Minggu, 26 Februari 2017

Akhir Cerita Indah Claudio Ranieri (dan Leicester City)

Menjelang akhir musim 2014/2015, Leicester City merupakan kandidat terkuat untuk terdegradasi dari kompetisi Barclays Premier League. Menjadi juru kunci selama hampir 4 bulan, tidak ada yang memprediksi bahwa Leicester City akan bertahan pada kompetisi Barclays Premier League.

Namun, keajaiban benar-benar terjadi. Dalam 9 pertandingan terakhir mereka pada musim 2014/2015, Leicester seolah dinaungi dewi fortuna. Leicester mencatat 7 kali kemenangan, 1 kali hasil imbang, dan hanya 1 kali menderita kekalahan ketika berhadapan dengan sang juara pada musim tersebut, Chelsea.

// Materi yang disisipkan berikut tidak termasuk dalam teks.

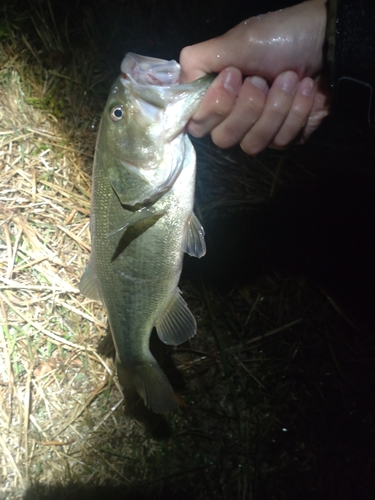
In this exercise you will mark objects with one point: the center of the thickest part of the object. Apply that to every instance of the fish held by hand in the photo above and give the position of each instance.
(142, 218)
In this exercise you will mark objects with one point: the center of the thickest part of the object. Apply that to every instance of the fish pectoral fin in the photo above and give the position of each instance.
(87, 285)
(137, 224)
(177, 325)
(151, 383)
(194, 243)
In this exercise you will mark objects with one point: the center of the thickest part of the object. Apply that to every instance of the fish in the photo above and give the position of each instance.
(142, 220)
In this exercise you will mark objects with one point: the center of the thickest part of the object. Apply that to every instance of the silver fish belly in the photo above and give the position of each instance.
(142, 218)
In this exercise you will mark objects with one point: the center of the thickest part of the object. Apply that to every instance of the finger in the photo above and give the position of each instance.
(248, 107)
(218, 102)
(278, 103)
(298, 114)
(320, 109)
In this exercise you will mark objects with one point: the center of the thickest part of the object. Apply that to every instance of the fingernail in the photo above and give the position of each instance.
(288, 81)
(307, 87)
(260, 83)
(231, 79)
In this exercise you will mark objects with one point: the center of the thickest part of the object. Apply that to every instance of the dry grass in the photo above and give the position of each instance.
(270, 365)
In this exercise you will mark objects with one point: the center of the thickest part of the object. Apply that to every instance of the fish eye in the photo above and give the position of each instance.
(117, 113)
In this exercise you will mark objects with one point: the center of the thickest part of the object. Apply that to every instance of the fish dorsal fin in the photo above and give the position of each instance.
(194, 243)
(177, 325)
(87, 285)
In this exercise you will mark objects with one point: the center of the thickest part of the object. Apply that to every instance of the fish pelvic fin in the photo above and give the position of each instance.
(87, 285)
(151, 383)
(194, 243)
(177, 324)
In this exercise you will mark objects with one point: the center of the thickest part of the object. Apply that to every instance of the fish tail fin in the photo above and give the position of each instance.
(150, 382)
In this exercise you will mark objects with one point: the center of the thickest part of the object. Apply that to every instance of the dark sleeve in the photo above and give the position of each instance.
(354, 60)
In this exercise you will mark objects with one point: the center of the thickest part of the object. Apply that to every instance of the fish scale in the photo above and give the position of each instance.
(142, 220)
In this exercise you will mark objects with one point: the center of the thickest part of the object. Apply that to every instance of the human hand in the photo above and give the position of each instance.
(283, 48)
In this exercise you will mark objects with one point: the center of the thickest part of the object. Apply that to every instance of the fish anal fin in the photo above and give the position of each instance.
(151, 383)
(177, 324)
(87, 285)
(194, 243)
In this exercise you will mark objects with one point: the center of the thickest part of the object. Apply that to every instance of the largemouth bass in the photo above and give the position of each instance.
(142, 218)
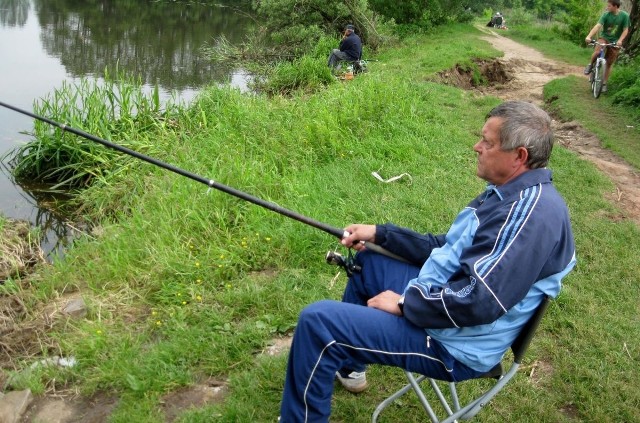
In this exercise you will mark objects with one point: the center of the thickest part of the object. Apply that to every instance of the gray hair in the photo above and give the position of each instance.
(525, 125)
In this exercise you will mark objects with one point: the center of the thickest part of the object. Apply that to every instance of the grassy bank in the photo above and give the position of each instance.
(187, 285)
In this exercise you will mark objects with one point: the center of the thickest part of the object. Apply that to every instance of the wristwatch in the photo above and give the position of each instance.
(401, 305)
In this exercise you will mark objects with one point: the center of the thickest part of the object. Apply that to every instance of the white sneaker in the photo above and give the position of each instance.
(353, 382)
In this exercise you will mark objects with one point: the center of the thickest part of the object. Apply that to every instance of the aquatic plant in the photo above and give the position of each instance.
(116, 108)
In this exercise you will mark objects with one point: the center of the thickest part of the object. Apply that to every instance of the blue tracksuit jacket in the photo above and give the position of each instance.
(482, 281)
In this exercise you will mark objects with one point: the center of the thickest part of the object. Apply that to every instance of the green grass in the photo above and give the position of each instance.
(187, 284)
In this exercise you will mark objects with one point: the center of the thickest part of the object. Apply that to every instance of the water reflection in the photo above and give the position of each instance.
(158, 41)
(14, 12)
(42, 209)
(47, 41)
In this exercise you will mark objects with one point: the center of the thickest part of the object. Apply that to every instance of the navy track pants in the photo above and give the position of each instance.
(332, 335)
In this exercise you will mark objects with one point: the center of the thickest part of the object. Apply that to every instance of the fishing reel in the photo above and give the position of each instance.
(347, 263)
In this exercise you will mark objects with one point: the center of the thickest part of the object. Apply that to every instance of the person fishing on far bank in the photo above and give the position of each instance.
(349, 50)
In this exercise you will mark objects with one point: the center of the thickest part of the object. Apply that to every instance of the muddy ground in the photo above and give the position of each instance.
(520, 74)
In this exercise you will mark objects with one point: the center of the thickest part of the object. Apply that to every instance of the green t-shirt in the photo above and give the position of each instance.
(613, 25)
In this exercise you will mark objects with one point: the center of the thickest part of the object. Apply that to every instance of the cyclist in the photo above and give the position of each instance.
(612, 27)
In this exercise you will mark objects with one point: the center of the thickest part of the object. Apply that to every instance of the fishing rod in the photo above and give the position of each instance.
(339, 233)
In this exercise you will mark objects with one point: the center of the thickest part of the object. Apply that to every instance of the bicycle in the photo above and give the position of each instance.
(596, 76)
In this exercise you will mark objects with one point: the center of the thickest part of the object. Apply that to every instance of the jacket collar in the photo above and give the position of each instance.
(528, 179)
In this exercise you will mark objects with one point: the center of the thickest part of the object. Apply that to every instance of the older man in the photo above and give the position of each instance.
(453, 312)
(350, 48)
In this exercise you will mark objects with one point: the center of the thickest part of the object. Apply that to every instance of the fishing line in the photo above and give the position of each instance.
(337, 232)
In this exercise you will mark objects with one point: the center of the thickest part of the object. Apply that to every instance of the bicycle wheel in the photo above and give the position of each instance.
(598, 78)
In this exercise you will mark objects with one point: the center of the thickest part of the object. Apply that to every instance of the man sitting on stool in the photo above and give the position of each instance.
(350, 48)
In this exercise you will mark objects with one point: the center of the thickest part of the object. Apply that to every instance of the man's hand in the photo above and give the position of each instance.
(357, 234)
(386, 301)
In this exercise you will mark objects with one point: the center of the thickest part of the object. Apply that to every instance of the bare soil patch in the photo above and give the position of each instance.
(19, 250)
(520, 75)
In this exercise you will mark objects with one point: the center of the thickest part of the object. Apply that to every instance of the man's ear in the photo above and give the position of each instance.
(522, 156)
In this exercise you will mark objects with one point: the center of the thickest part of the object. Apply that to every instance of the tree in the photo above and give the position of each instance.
(297, 25)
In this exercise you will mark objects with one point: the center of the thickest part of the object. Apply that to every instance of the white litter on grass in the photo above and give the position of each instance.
(55, 361)
(392, 179)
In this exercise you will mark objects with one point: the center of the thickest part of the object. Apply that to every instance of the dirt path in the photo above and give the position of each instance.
(530, 71)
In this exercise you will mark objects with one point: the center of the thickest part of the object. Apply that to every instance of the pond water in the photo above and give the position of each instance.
(45, 42)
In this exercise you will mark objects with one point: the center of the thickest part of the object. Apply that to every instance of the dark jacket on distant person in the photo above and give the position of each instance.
(352, 46)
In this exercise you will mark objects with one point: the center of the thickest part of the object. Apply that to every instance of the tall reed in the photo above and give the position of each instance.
(115, 108)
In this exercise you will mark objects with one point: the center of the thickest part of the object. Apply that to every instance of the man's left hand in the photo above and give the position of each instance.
(386, 301)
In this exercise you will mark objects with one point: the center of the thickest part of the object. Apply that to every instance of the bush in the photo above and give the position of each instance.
(307, 74)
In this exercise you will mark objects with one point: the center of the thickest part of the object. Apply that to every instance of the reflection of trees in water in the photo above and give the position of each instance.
(158, 41)
(14, 12)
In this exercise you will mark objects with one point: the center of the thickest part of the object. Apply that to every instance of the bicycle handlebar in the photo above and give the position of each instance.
(614, 45)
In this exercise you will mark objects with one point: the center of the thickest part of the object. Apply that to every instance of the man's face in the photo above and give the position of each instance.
(494, 165)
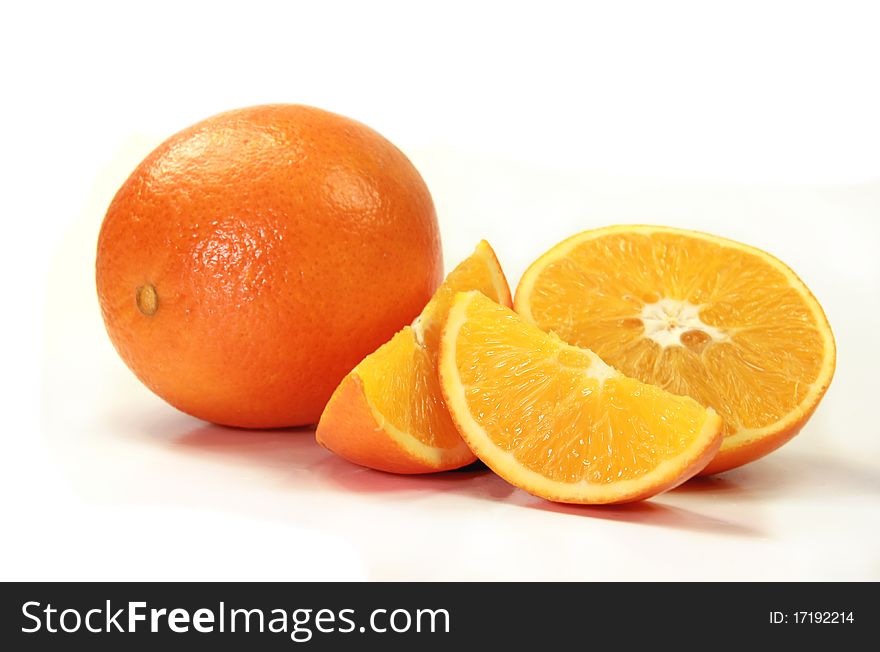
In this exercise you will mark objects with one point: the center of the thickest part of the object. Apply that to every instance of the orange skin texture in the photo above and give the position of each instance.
(736, 457)
(284, 243)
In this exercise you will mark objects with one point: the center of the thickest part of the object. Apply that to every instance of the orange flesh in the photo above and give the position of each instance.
(400, 383)
(559, 410)
(400, 379)
(770, 350)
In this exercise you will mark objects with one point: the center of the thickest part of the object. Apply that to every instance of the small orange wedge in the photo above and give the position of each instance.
(698, 315)
(388, 413)
(555, 420)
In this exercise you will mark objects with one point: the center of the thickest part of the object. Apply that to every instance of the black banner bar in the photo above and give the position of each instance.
(428, 616)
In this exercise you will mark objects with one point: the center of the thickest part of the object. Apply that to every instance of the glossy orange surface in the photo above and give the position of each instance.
(253, 259)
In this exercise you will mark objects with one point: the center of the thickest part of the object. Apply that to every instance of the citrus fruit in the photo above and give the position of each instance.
(558, 422)
(388, 413)
(253, 259)
(724, 323)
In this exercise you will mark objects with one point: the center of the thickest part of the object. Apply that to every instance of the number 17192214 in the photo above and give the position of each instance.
(812, 617)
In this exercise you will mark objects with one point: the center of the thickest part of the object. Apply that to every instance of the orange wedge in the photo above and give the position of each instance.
(724, 323)
(555, 420)
(388, 413)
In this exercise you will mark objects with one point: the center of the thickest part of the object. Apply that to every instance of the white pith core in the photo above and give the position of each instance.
(418, 331)
(666, 320)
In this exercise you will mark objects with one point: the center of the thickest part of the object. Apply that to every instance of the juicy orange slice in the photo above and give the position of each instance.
(556, 420)
(726, 324)
(388, 413)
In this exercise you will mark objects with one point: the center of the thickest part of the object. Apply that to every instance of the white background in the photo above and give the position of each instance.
(757, 121)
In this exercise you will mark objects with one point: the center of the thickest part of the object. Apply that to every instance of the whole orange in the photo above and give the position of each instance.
(253, 259)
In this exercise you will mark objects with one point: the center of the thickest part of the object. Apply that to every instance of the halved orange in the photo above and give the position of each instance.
(558, 422)
(388, 413)
(698, 315)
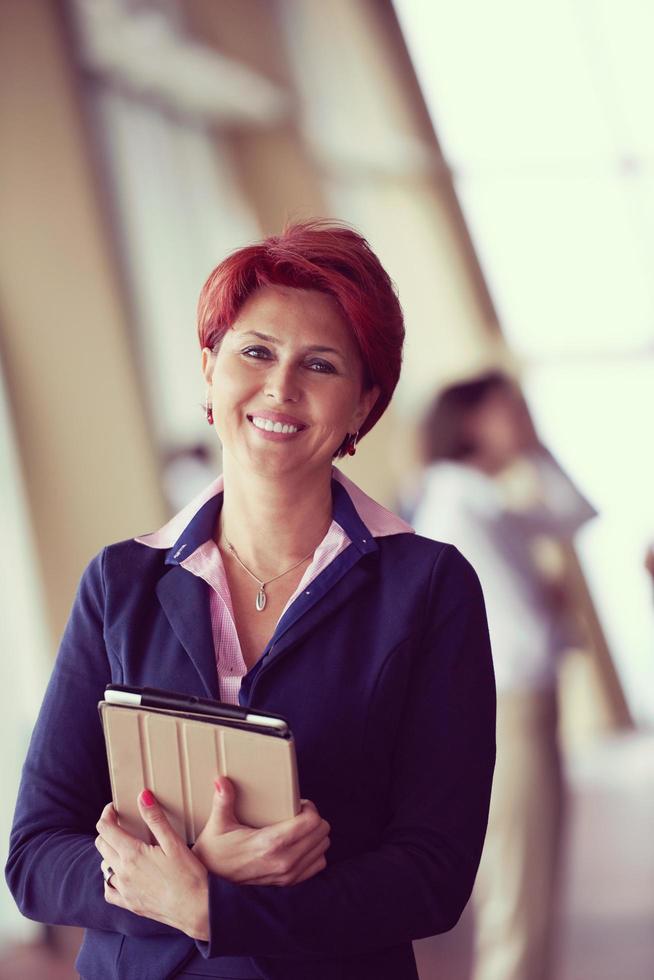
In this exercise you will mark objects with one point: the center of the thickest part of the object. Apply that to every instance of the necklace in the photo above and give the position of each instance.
(262, 598)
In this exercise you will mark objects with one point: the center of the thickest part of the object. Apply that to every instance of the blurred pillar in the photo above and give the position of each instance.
(88, 462)
(277, 175)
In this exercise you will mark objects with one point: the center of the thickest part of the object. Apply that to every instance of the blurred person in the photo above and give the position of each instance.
(473, 435)
(282, 586)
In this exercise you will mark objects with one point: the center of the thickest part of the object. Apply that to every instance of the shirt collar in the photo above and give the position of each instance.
(361, 517)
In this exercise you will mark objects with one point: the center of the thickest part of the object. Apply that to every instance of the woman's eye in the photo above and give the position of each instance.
(321, 367)
(256, 353)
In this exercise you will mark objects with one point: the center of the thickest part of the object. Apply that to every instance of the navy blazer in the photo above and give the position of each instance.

Dengan hasil tersebut, Leicester mendapat 22 poin ekstra yang memastikan mereka akan tetap berkompetisi di ajang Barclays Premier League musim depan. Leicester yang pada saat itu merupakan tim promosi patut berterima kasih kepada pelatih mereka yang mengantarkan mereka menjuarai Championship Division pada musim 2013/2014, Nigel Pearson.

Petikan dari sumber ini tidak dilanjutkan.